More radically: we can ask the person who was rejected if they think the mentor’s decision was fair. Or even more radically—and probably where we want to head if we become more popular: ask everyone what they think, ie. let the mentor along with all applicants together decide the ranking and who should fill the space of mentorship(s) and/or get priority.

Epilogue

This is yet another example on how highly probable it is for good intentions to develop horrible institutions. It’s yet another example on how, something transparently benevolent, such as freely giving out time and knowledge, can produce unfair discrimination.

The reason is that knowledge and experience have power—and when giving out power, one has to be careful to divide it fairly4.

Once we abstract it as such, as a power distribution process, many analogies come to mind, for example, a state government that wants to be objective in giving out money only to those who need it the most. How terrible, even the state of the art solutions are for this problem, it is well known.

  1. Maybe age is part of a next wave. Silicon Valley is blatantly ageist and in the next decades there will be many more exceptional engineers older than 50 or 60 years old. Will Silicon Valley (or its replacement) continue to be ageist?

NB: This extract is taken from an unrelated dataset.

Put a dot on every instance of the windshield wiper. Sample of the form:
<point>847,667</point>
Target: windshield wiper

  2. The reasoning behind using the phrase “become racist” is meaningful. Not because I take it for granted we’re not already racist—but because our concern should be during the process of becoming racist, rather than noticing when we already are.

  3. Let’s define bias as the prejudice in favor of or against one thing, person, or group compared with another, in a way considered to be unfair.

  4. Maybe that’s also reason not to do it. Refrain from sharing power because you might share it with the wrong people; and then the power imbalance will be even worse, with you as an active agent of immorality.